芈月似有所悟:“似吴起在楚国变法,李悝在魏国变法,甚至如齐国的稷下学宫等,列国其实都在或多或少地实行变法,只是变法通常一世而斩,人亡政销,无法再继续下去而已。”
秦王驷点头道:“所谓居其位,谋其政,实是不虚。寡人为太子,观的是国内之势。寡人为国君,观的才是天下之事。列国变法,其实是挖掉自己身上的烂肉,切掉自己的残肢,以求新生。但是谁能够真正下定壮士断腕的决心呢?列国撑不过来,最终变法失败,而秦国撑过来了,却也必定要面对元气大伤一场。”
芈月听得暗惊,细思却是越想越是骇异,喃喃地道:“所谓大争之世,虎视之境。若想自己不落入虎狼口中,就得将自己脱胎换骨,撕皮裂肉。想不让别人对自己残忍,唯有先残忍地对待自己。能够撑过对自己的断腕割肉,世间还有何惧之事?所以秦是虎狼之秦,也是新生之国。”
秦王驷点头,赞许地:“能与寡人共观天下者,唯张仪与你季芈了。”
芈月听到这个的评语,心潮澎湃,努力压抑着自己的欢喜,谦逊地道:“妾身只是旁观者清。”

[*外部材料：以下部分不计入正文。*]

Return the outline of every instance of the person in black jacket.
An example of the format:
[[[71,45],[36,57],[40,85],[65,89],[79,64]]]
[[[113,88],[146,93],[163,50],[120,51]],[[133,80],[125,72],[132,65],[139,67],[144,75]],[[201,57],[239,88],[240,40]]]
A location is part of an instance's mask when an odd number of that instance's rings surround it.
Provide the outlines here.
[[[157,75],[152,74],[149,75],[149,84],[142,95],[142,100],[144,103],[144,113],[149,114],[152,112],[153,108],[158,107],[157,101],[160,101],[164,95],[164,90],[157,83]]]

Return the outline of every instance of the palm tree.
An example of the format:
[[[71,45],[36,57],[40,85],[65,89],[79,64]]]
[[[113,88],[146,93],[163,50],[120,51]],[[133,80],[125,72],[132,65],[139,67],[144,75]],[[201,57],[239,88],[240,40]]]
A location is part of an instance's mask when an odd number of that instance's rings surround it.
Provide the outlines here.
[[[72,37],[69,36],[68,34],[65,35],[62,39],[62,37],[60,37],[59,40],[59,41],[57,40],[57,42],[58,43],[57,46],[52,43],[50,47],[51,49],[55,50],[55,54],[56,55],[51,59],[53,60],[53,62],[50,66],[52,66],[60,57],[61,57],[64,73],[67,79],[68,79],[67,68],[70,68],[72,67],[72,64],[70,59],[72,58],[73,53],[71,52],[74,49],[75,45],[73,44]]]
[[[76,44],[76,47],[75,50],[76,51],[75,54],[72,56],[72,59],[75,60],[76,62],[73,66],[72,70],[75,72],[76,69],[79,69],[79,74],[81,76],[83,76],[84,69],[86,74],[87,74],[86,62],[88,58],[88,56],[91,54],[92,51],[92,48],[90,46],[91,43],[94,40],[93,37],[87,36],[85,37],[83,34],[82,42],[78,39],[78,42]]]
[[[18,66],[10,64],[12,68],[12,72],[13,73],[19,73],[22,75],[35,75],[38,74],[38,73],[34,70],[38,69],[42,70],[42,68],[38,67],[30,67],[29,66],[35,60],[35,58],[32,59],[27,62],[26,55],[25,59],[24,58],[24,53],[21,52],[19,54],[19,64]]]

秦王驷嘿嘿一笑:“嘿嘿,旁观者、旁观者,天底下人人争着入局争胜负,又或者闭起眼睛缩进龟壳做尊王复礼的大头梦,又能有几个旁观者?”
芈月想了想,又问:“大王看那张仪是入局者,还是旁观者?”
秦王驷道:“他曾想作个旁观者,最终却被逼上做了一个入局者。”
芈月轻叹道:“是啊,张仪曾对妾身说,如果不是昭阳险些置他于死地,他还不至于入局。”
秦王驷点头赞道:“当日我入楚,一是达成秦楚联姻,第二便是这张仪入秦,老实说,此二事,不相上下。”
芈月点头,若有所悟:“妾明白了,为什么张仪能够逼走公孙衍。那是因为,大秦已经不需要公孙衍的治国方式,而是需要张仪的策略了。”
秦王驷来了兴趣:“你且说说看?”
芈月肯定地说:“张仪游说分化诸侯有功,得封国相。而大秦借张仪恐吓诸侯,休生养息。”
秦王驷忽然长叹一声,芈月有些惴惴不安:“大王,妾说错了吗?”
秦王驷摇摇头:“不,你说得很对”他长叹道:“变法,乃是逼不得已的自伤自残,想要恢复如初,就得要有足够的时候休生养息。但商君之法想要稳固,却需要发动战争,获得足够的疆土和奴隶,才能兑现对将士军功的赏赐。有了军士的分权,才能消解分封之制。”
芈月心中暗叹,这实是一种悖逆的两极。为了变法的成果,需要对外的作战,而变法带来的创伤,却需要国内的稳定。所以虽然秦王驷杀商鞅而不废变法,但是同旧族封臣们的对抗与妥协中,在国内的稳定需要中,商鞅变法最关键的军功鼓励,却被迟迟不能阅现而推迟了。所以秦国才需要张仪,需要张仪在外交中以恐吓换来利益,换来秦国的休生养息。
秦国所需要的,是时间,为了变法的真正推行,大秦必要再次展开对外作战,但这个时间,却起码得再等上十几年。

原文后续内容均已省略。